KANSAS CITY, MO - SEPTEMBER 15:  Designated hitter Kendrys Morales #8 of the Los Angeles Angels of Anaheim bats against the Kansas City Royals at Kauffman Stadium on September 15, 2012 in Kansas City, Missouri.  The Royals defeated the Angels 3-2.  (Photo by Tim Umphrey/Getty Images)
Tim Umphrey/Getty Images
Pete DymeckAnalyst IDecember 20, 2012

The big news from yesterday stemmed from a one-for-one swap between A.L. West foes the Los Angeles Angels and Seattle Mariners.
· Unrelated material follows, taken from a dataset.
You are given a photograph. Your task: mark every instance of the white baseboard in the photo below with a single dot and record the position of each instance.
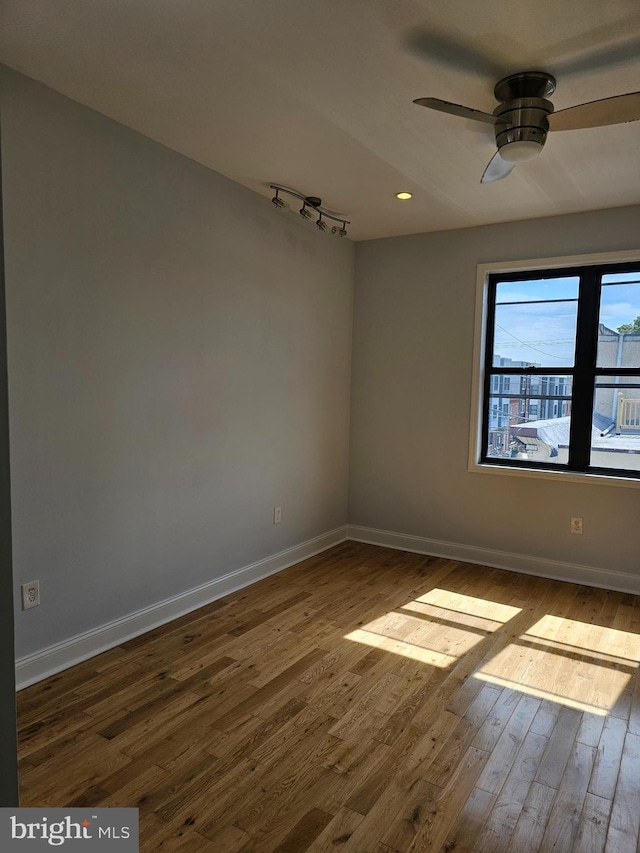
(42, 664)
(540, 566)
In the deal, the Mariners walk away with a potential 25-plus HR hitter in Kendrys Morales while the Angels shore up their rotation with lefty Jason Vargas.

In a perfect world, this deal makes perfect sense for all parties involved. 

At home, only three clubs fared worse than the Seattle Mariners in home-run hitting. Last season, Seattle struggled with the long ball, hitting only 56 at SafeCo Field in 81 games. From 2008 through 2011, the Mariners averaged just 56.75 HR at home in each individual season. Whether the low HR total stems from a lack of quality sluggers or the fact that SafeCo Field has an immense outfield can be debated.

Either way, the production has lacked and it shows in the run production, or lack thereof from the Mariners at home. Since 2008, the Mariners have averaged a total of 282.2 total runs scored over the course of their 81 home games each season. This turns into an average of roughly 3.5 runs per game. In 2010 and 2012, the Mariners scored the fewest runs at home in all of baseball.

In order to address their desire to score more runs, the folks in Seattle are shortening the distance between home plate and the outfield walls. They also traded for an up-and-coming slugger with vast HR potential in Jesus Montero last year.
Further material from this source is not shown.